Three years ago, a survey found Google to be the world’s best-known brand, topping Microsoft, GE and others. It was an impressive achievement not just because Google wasn’t even a decade old but because it did so little advertising. So why has Google been spending nearly $2 billion over the past year to strengthen its brand?
Google, the company that has redefined advertising in the 21st century, is itself becoming a major advertiser in traditional media. Remember the “Parisian Love” ad that ran during the Super Bowl (a $3 million piece of TV real estate)? Or how Eric Schmidt, in tweeting about the ad spot, joked that “hell has frozen over”? Then there was the Chrome ad on the NYTimes.com, as well as other print ads in magazines and newspapers around the world.
But when hell freezes over, you have to wonder why. Yes, Google launched new products like the Nexus One (to disappointing sales); and yes, its brand takes a hit with every perceived violation of its don’t-be-evil ethic. It also wants to let people know about new twists on search ads like remarketing. But does a company with a two-thirds share of the search market really need to beef up its marketing budget?
Google’s marketing costs have long been around 8 percent of its revenue. Last year, sales and marketing (excluding stock-based compensation) totaled $1.8 billion. Yet in the first quarter of this year, it spent another $553 million, a 47 percent increase over the same period a year ago. Granted, the beginning of 2009 was a bad time to be spending on anything, but that 47 percent rise is more than twice Google’s revenue growth rate.
The question of why Google is buying so many ads was on the minds of analysts during the company’s earnings call this week. When a Bank of America analyst asked about it, a Google executive responded that it was driven by return on investment. Which is a silly answer: All advertising is directed at a return on investment. That’s like saying you’re going into business to make a profit.

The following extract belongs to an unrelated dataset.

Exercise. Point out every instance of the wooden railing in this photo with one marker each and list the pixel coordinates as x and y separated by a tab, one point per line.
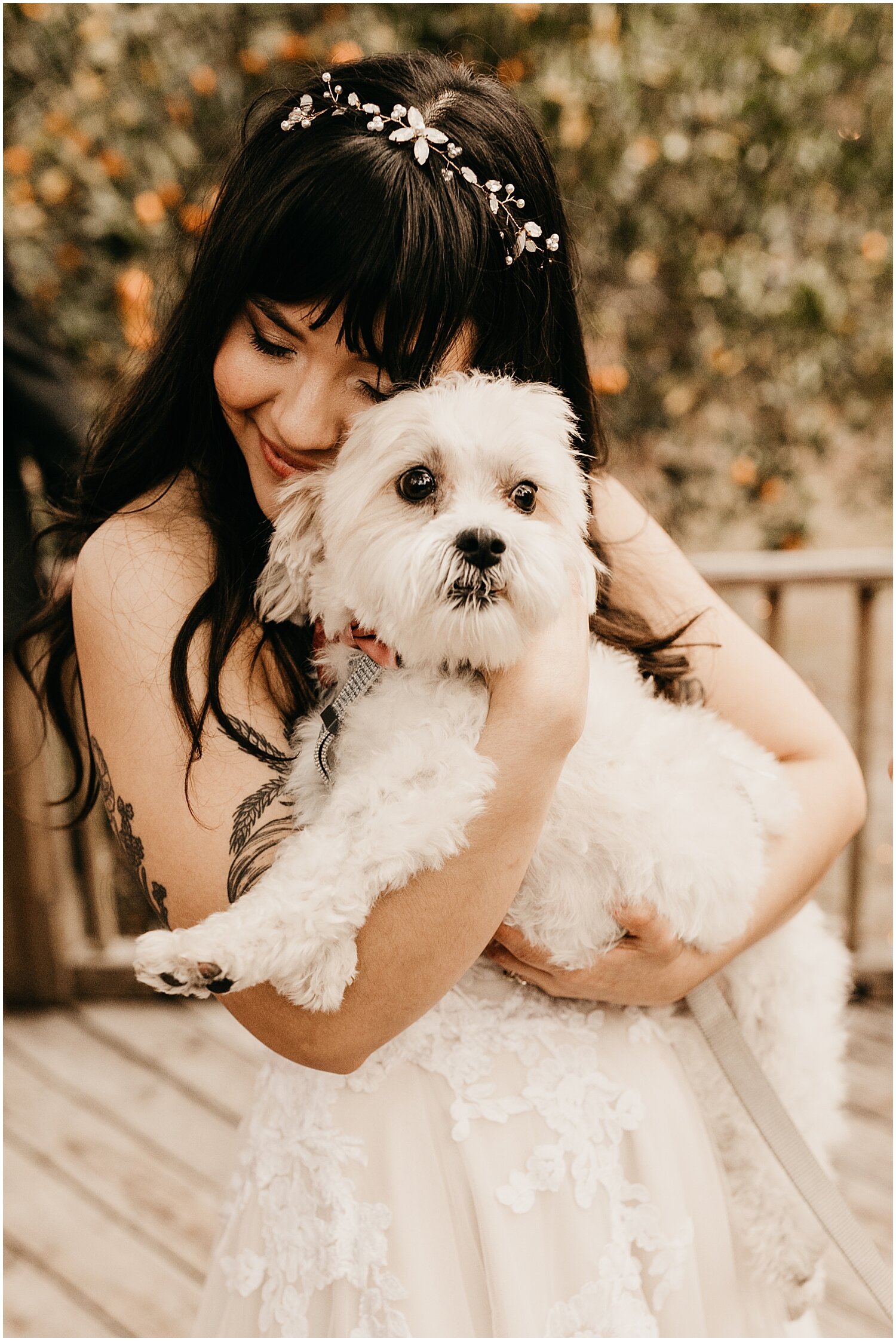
866	572
101	913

What’s more, marketing an ad-driven company has an absurd Ponzi scheme logic to it, a kind of media usury where ad revenue is spun out of ad revenue. Just stop and think about Schmidt’s Super Bowl ad tweet: Here was the CEO of an online ad giant advertising a TV advertisement. If it gets any more meta than that, our heads could explode.
But, as another analyst pointed out on the call, Google is facing long-term threats from social sites like Facebook, where major advertisers like eBay are spending more of their own ad budgets. Jeff Huber, a SVP of engineering, responded by saying that online advertising is growing so fast it’s not a zero-sum game. That’s true for now, but it won’t be for long. Google, of course, has had a number of failed initiatives in social media. And mobile search is not only a clear priority for Google, it’s a fledgling market up for grabs, perhaps by Google’s newest rival in web advertising, Apple.
Google’s sudden interest in buying expensive ads in visible advertising spots may suggest that the company is bracing for a period when its core market matures and growth slows. Coded into those rising marketing numbers is a slight but growing concern about what life will be like in middle age.
Still, at the end of the day, I doubt there can be much return on investment for Google to advertise its search engine and its ad model. Does anyone with web access need to know what Google is, or what it does? If so, I suggest they Google “Google.” Ow — once again, my head hurts.